A self-proclaimed tequila connoisseur with family roots in Jalisco, Mexico, Bravo said Tacos y Tequila will offer “fine, relaxed cuisine” with quality ingredients and authentic recipes. In addition, he plans to offer all types of tequila available in the state of New Hampshire.

“If there are 150 tequilas in New Hampshire, we’ll have 150 tequilas,” he said.

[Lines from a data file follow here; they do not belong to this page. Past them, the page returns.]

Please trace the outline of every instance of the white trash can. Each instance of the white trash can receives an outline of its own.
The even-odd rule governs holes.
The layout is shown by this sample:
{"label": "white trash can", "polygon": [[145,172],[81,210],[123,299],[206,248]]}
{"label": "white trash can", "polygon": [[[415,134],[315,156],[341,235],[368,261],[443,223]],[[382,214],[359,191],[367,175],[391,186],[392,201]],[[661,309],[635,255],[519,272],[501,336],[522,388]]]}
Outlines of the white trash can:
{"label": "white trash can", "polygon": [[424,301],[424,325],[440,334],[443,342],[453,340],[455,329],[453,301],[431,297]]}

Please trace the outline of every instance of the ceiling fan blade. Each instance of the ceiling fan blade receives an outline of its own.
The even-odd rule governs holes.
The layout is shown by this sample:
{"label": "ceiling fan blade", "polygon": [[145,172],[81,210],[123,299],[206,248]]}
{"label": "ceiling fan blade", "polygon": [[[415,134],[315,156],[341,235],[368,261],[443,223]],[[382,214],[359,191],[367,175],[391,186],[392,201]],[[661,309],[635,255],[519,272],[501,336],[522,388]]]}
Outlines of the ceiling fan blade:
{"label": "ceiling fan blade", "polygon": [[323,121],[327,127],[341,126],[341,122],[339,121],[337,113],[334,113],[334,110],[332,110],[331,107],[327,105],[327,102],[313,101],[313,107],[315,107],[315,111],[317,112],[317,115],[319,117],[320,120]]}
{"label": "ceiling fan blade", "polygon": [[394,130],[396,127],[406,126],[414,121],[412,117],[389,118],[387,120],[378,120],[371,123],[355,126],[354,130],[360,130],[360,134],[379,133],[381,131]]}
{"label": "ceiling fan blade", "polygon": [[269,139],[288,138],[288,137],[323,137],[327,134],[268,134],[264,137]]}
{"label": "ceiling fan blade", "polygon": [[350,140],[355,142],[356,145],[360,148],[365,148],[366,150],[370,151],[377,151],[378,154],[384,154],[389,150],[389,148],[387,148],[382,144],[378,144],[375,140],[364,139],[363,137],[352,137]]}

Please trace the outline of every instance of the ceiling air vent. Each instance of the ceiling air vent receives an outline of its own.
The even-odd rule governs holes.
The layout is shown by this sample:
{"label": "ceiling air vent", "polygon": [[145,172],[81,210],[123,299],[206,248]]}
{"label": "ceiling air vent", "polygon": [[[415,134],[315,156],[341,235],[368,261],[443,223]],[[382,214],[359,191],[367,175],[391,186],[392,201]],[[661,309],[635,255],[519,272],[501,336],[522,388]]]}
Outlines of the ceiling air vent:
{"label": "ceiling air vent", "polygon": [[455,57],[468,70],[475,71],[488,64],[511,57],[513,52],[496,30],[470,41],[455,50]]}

Specialty drinks will include “cantarito,” said Bravo, which includes tequila, citrus juices and Squirt, a brand of grapefruit soda.

Allentown, Pa., General manager of Tacos y Tequila, Breandon Velazquez, said the company is working with suppliers in every region to order specialty tequilas and provide the state’s best selection of spirits.

Currently, Velazquez has said he is helping Bravo set up the Hanover site by setting up tables, painting and building furniture.

“We are trying to put everything in place as quickly as possible,” he said.

Bravo said there is currently an “extreme” level of disruption in restaurant supply chains, noting that kitchen equipment – which once took two or three weeks to come – now takes up to two months to complete. to arrive. Bravo said it had already found a general manager and senior kitchen staff for the Hanover site, but had yet to start recruiting support staff, including waiters.

“I heard about the labor shortage [in the Upper Valley] – hope we don’t encounter that, ”he said, adding that Tacos y Tequila will use social media and window advertising to find staff.

Bravo said it has been easy to work with the City of Hanover during the opening process so far. He said Tacos y Tequila hopes to serve as a “one-stop-shop” for Mexican food and tequila “experiences” and will offer both a digital app and an online ordering system once the business opens.